Bien sûr, il y a le marché noir mais les prix sont prohibitifs. De temps de paix ou de guerre, on a tout avec de l’argent. L’occupation allemande régit la vie dans ses moindres détails : Ausweis pour circuler, tickets de rationnement pour les denrées alimentaires mais aussi pour le charbon, le textile ; les nombreuses pannes de courant, les alertes et la défense passive rythment une vie que certains veulent maintenir avec les apparences de la paix. Mais les soldats allemands patrouillent, et ils sont les maitres du jeu.

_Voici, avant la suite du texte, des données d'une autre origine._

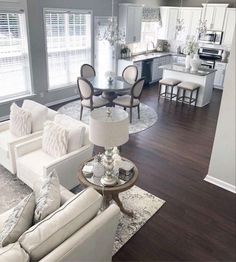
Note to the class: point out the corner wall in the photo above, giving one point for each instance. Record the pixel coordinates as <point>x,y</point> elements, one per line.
<point>222,164</point>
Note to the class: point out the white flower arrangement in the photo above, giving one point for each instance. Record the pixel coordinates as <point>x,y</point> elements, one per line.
<point>191,47</point>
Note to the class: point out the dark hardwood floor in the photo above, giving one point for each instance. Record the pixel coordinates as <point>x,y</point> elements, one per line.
<point>197,222</point>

Ce soir, Sophie, la jeune maitresse de maison est fière de pouvoir servir à ses invités un menu de gala, des asperges et comme plat de résistance, un rôti ! Une folie mais ce soir c’est son anniversaire. Le premier arrivé est le docteur Jean-Paul Pagnon. Le bon docteur trouve que depuis que les allemands sont là : il y a moins de personnes suspectes dans les rues. Il aime l’ordre. Son discours de sympathisant gêne Victor, le mari de Sophie. L’arrivée des autres invités offre une échappatoire à cette conversation « embarrassante », Pierre, qui a perdu la vue au front, est accompagné par Vincent, un dandy un peu désabusé, Françoise vient compléter l’assemblée. C’est une jeune femme volontaire qui a décidé de ne pas baisser les bras. Elle a son franc parlé. En somme, ils sont tous d’excellents français, heureux d’être réunis. Arrive un invité surprise, André « l’oncle ». C’est un homme rond, pour lui la guerre est une machine à faire tourner les affaires. Il fait figure de Père Noël avec des victuailles en abondance, de l’alcool non frelaté. Devant la terrine de pâté, les convives oublient qu’il fait des affaires avec les Allemands. Les rires s’arrêtent net, sous leurs fenêtres, ils assistent à l’assassinat de deux soldats allemands. Ils se croient à l’abri dans l’appartement chaleureux. Mais un nouvel invité surprise se présente, le commandant Kaubach est un officier SS. Il leur explique qu’en représailles, un otage est pris dans chaque appartement, mais comme il connaît Victor, et dans sa grande mansuétude, il leur laisse le choix de l’otage.
Un cadeau empoisonné. Qui sera l’otage ? Les barrières de l’amitié tombent, l’instinct de survie sera plus fort. L’homme policé fait place à l’animal qui veut vivre. Tous se trouvent irremplaçables. Qui sera l’otage, qui sera désigné pour mourir ??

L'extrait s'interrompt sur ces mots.